30

I have a raw html string that I want to convert to scrapy HTML response object so that I can use the selectors css and xpath, similar to scrapy's response. How can I do it?

alecxe
  • 462,703
  • 120
  • 1,088
  • 1,195
yayu
  • 7,758
  • 17
  • 54
  • 86

3 Answers3

42

First of all, if it is for debugging or testing purposes, you can use the Scrapy shell:

$ cat index.html
<div id="test">
    Test text
</div>

$ scrapy shell index.html
>>> response.xpath('//div[@id="test"]/text()').extract()[0].strip()
u'Test text'

There are different objects available in the shell during the session, like response and request.

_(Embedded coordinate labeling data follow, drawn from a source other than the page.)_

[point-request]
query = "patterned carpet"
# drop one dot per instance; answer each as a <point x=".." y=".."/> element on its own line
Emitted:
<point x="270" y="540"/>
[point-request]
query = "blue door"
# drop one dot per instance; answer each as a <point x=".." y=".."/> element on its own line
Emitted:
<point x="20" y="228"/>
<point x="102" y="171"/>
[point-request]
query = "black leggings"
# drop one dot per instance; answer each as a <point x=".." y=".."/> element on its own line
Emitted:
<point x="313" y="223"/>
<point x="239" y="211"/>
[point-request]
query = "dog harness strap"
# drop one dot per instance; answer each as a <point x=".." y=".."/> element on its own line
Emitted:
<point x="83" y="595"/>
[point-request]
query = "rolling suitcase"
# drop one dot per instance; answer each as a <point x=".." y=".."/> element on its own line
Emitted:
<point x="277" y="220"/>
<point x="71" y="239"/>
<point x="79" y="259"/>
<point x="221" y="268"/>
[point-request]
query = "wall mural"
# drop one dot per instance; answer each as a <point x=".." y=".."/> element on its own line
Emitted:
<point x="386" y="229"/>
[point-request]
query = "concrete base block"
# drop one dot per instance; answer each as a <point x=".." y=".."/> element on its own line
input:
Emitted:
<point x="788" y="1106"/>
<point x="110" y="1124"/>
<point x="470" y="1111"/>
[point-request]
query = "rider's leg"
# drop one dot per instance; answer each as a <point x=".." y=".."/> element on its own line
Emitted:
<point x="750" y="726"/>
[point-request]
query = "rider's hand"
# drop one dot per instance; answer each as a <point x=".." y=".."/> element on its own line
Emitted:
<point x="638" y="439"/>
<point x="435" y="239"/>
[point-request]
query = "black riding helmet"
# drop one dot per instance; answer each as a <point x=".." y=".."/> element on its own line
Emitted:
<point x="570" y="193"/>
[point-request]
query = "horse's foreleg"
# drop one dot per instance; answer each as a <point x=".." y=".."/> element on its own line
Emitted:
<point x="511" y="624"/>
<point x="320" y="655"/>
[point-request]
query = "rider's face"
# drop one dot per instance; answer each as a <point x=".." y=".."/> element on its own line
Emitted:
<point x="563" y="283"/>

Or, you can instantiate an HtmlResponse class and provide the HTML string in body:

>>> from scrapy.http import HtmlResponse
>>> response = HtmlResponse(url="my HTML string", body='<div id="test">Test text</div>', encoding='utf-8')
>>> response.xpath('//div[@id="test"]/text()').extract()[0].strip()
u'Test text'
Umair Ayub
  • 19,358
  • 14
  • 72
  • 146
alecxe
  • 462,703
  • 120
  • 1,088
  • 1,195
  • thanks alecxe, I am using Selenium becuase of some ajaxiness. I want to convert driver.page_source into the same object as resposne so that I can reuse some extractors (using css and xpath selectors) instead of having to resort to lxml. I think your second option is the one I need. – yayu Dec 05 '14 at 20:14
  • 1
    @yayu then, you probably don't need to create an HTML Response, but, rather a `Selector`, see http://stackoverflow.com/questions/18836286/scraping-with-scrapy-and-selenium and http://stackoverflow.com/questions/17975471/selenium-with-scrapy-for-dynamic-page. Might help. Thanks. – alecxe Dec 05 '14 at 20:16
  • @yayu and, as a side note, there can be a point there you would have much more selenium than scrapy in the project - at this point, think about whether there is any point in scrapy at all. – alecxe Dec 05 '14 at 20:17
  • @yayu also [`scrapyjs`](https://github.com/scrapinghub/scrapyjs) might be worth trying - may be you could avoid using `selenium`. – alecxe Dec 05 '14 at 20:18
  • @alecxe is there any way to set the meta attribute for this `response` object. I know `response meta` is an alias for the `request meta` object. But since there is no `request` associated with this `response`, is there any workaround? – Kashyap Oct 08 '17 at 04:15
  • 6
    as of today, HtmlResponse object requires another argument, encoding. You can do it like: HtmlResponse(url='http://scrapy.org', body=u'some body', encoding='utf-8') – Mehmet Kurtipek May 08 '18 at 21:38
  • On linux, `scrapy shell index.html` does not work and it's well documented in here https://docs.scrapy.org/en/latest/topics/shell.html#launch-the-shell. Use `scrapy shell ./index.html` instead. – BcK Mar 17 '21 at 00:40
17

alecxe's answer is right, but this is the correct way to instantiate a Selector from text in scrapy:

>>> from scrapy.selector import Selector
>>> body = '<html><body><span>good</span></body></html>'
>>> Selector(text=body).xpath('//span/text()').get()

'good'
Aminah Nuraini
  • 18,120
  • 8
  • 90
  • 108
Mohsen Mahmoodi
  • 331
  • 2
  • 8
1

You can import native scrapy selector Selector and declare the html string as the text arg to be parsed.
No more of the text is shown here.